In part, that tiny fraction reflects the current recession’s devastation of assets—the Fed estimates that the total value of household and nonprofit assets fell by about one-sixth between 2007 and the first quarter of 2009. But changes in estate tax rules over the past decade have played a much larger role than economic swings.
The Economic Growth Tax Relief and Reconciliation Act of 2001 (EGTRRA), best known as the Bush tax cuts, phases the estate tax out over a decade. The act raised the effective exemption incrementally from $675,000 in 2001 to $3.5 million in 2009 and dropped the top tax rate from 55 percent to 45 percent.
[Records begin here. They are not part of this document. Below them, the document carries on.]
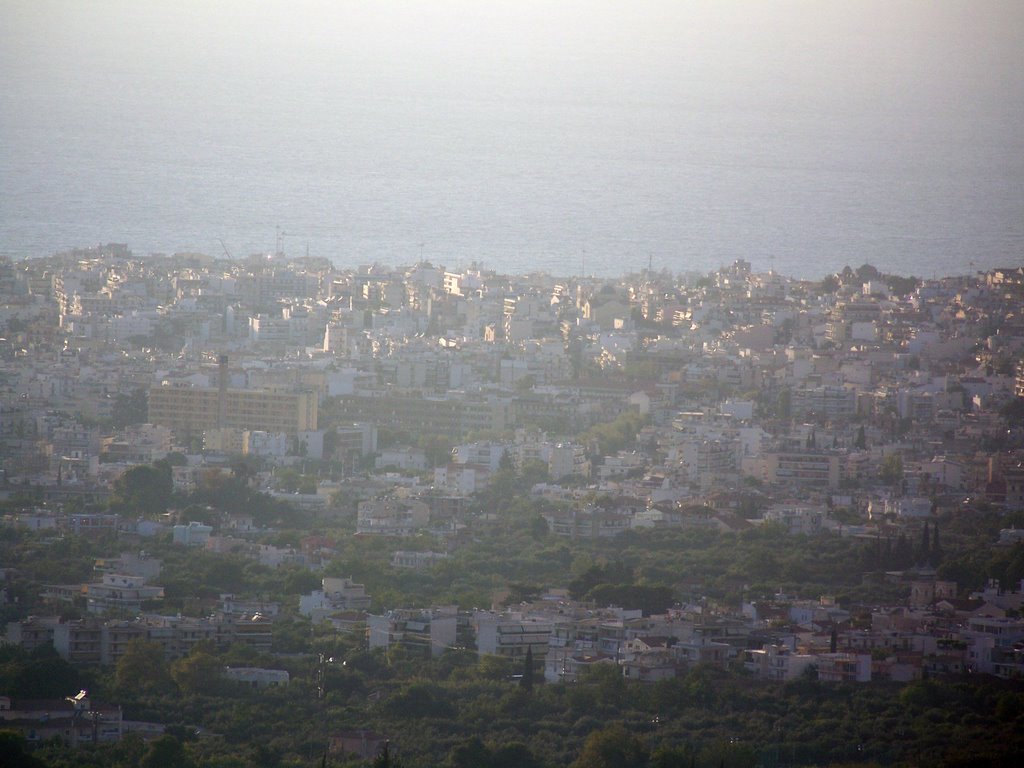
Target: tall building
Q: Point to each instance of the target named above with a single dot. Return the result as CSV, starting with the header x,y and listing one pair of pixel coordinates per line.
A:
x,y
193,410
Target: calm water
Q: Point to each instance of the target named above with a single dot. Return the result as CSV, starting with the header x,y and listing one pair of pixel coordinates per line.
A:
x,y
457,157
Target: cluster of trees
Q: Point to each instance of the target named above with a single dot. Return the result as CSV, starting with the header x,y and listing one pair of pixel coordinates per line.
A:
x,y
457,711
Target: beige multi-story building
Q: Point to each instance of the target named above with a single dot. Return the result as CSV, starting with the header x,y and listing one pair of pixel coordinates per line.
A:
x,y
197,409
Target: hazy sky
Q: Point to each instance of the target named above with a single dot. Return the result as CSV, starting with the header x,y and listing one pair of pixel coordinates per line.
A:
x,y
122,91
857,53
The levy disappears entirely in 2010, only to return in 2011 under pre-EGTRRA law—a $1-million exemption and 55-percent top rate. The Obama administration has proposed making the 2009 parameters permanent and indexing them for inflation. Others would set a higher exemption and a lower tax rate.
So what’s happened?
For decades before 1976, only estates worth $60,000 or more owed estate tax. That threshold remained constant in nominal terms, so more and more estates had to pay the tax as economic growth and inflation boosted household wealth. In 1943, just under 1 percent of deaths led to estate tax payments; by 1976, that share had grown to 7.65 percent (see graph).